中国では近年、日本産のコメに対する人気が高まっている。日本への旅行で高価な日本産米を買って帰る人もいれば、ネットショッピングを通じて手に入れる人もいる。自国市場が飽和状態にある日本各地のコメ業界も積極的に中国への輸出に乗り出しているところだ。そんな流れに、中国の「米どころ」が刺激を受けて奮起し始めている。

 中国メディア・南方日報は7日、「広東省の良いお米のブランドをどう広めるか」といったタイトルの記事を掲載した。「日本のお米が高価でもよく売れていることに衝撃を受けた。国内でも東北部のお米より評判が悪いが、実際はそんなことはない、ブランド戦略ができていなかっただけだ」として、省内で生産されるコメの知名度アップに向けて取り組もうではないか、といった内容だ。

 その一方で、日本の優れた稲作技術に追いつくのは容易ではない、との声もある。中国メディア・今日頭条は「日本のお米の展覧会を見て、その差を知った」とする写真記事を掲載した。

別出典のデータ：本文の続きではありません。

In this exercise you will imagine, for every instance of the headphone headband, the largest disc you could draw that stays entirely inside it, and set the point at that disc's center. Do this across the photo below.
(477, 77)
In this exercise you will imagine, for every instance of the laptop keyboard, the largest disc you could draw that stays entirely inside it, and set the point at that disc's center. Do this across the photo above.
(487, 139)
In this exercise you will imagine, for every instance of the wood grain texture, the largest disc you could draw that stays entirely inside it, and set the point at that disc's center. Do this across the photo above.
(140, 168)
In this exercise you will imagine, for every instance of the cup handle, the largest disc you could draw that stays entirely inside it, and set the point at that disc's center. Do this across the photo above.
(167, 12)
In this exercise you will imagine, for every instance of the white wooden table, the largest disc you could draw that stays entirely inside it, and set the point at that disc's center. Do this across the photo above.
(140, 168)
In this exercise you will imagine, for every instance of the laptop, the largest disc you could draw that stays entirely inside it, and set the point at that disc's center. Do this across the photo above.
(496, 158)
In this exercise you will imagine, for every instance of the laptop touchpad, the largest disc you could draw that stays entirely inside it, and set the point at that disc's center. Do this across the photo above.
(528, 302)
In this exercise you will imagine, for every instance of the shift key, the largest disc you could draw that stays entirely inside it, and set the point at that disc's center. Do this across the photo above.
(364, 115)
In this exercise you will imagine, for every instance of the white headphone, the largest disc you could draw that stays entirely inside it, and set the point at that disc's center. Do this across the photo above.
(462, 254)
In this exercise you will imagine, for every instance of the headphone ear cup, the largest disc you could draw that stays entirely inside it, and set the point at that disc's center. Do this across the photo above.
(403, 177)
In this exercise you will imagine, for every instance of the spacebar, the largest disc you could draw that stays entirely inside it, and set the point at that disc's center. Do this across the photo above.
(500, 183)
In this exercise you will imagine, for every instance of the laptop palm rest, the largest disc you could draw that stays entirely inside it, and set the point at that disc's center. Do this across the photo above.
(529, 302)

 記事は、2014年に日本で行われた、お米をテーマにしたアートの展覧会「コメ展」の様子を紹介。掲載された写真には、米粒や籾の巨大模型や各品種のコメを1粒ずつ掲示したもの、稲わらで作ったしめ縄の数々、「米」が一部に使われている漢字のギャラリー、生育中の稲や栽培農家の表情を撮影した写真ギャラリー、お米をイメージしたモダンなデザインの米袋などが収められている。

 単に作って食べるだけではない、日本のお米文化の奥深さを多面的に表現した展覧会の様子を見て、記事は現代の日本と中国における稲作やコメ、お米文化に対する意識、愛着の差に深い印象を覚えたようだ。(編集担当:今関忠馬)(イメージ写真提供:123RF)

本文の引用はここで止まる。